Toyota potwierdza plotki – Ogier szykowany do WEC
Zespół Toyoty potwierdził plotki łączące aktualnego Rajdowego Mistrza Świata, Sebastiena Ogiera ze startami w serii WEC w przyszłym roku.
Treść pod reklamą
Przypomnijmy – WRC czeka w przyszłym sezonie nowe otwarcie wraz z wejściem hybrydowych samochodów. Ogier chciał spróbować czegoś nowego i uznał, że ostatni sezon obecnej generacji będzie dobrą okazją na zakończenie pełnego uczestnictwa w cyklu. Pod uwagę na przyszły sezon brane są więc dwie opcje – albo dwa gościnne starty, albo półroczny program w Rajdowych Mistrzostwach Świata.
Francuz zaliczył już sesje w symulatorze maszyny Toyoty z serii WEC. Jak sam podkreślał – chce spróbować czegoś nowego, ale nadal chce być częścią Toyoty. Tak o sprawie wypowiedział się Dyrektor techniczny Toyoty, Pascal Vasselon:
Pascal Vasselon
„Kwestia jazdy Sebastiena w serii WEC jest obecnie kwestią dyskusji między nami. Nie mamy jeszcze ustalonego planu, ale bacznie obserwujemy dostępne opcje. Ważne, że Ogier jest zainteresowany jazdą w naszym samochodzie i odbył już kilka sesji w symulatorze. Zdarzyło się, że umieszczaliśmy naszych kierowców WEC w samochodach rajdowych podczas różnych imprez integracyjnych, ale nigdy nie mieliśmy odwrotnej sytuacji. To mogłoby być ekscytujące.”

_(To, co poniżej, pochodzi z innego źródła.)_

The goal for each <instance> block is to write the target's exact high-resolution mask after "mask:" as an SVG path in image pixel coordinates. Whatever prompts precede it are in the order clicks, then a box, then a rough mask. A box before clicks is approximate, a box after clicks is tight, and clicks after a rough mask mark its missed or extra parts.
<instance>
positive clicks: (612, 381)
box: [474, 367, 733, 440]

Ogier nie ma doświadczenia w WEC-u, ale pojawiał się już w samochodach wyścigowych. W 2013 i 2014 roku brał udział w Porsche Super Cup, a w 2018 zaliczył weekend za kółkiem samochodu serii DTM. Testował także maszynę F1 – Red Bulla z 2011 roku.
Gdyby plotki okazały się prawdziwe Ogier nie byłby pierwszym kierowcą rajdowym, który zmierzyłby się z 24 Le Mans. Wcześniej dokonali tego Sebastien Loeb i Colin McRae.
Sebastien Ogier
„W tej chwili wciąż czekam i patrzę na to co może się zdarzyć w kontekście pożądanych przeze mnie startów w WEC. Nic nie jest jeszcze potwierdzone. Wiem, że czeka mnie test za kierownicą Hypercara i dopiero po nim będę w stanie zobaczyć na co mnie stać i jak wobec tego rozplanuje swoje starty w całym sezonie.”
Spodziewana decyzja Ogiera, aby zaliczyć tylko część przyszłorocznego kalendarza sprawia, że Toyota musi szukać kierowcy. Wśród głównych kandydatów wymieniani są Esapekka Lappi, który kiedyś już jeździł dla Toyoty oraz Teemu Suninen obecnie broniący barw M-Sportu.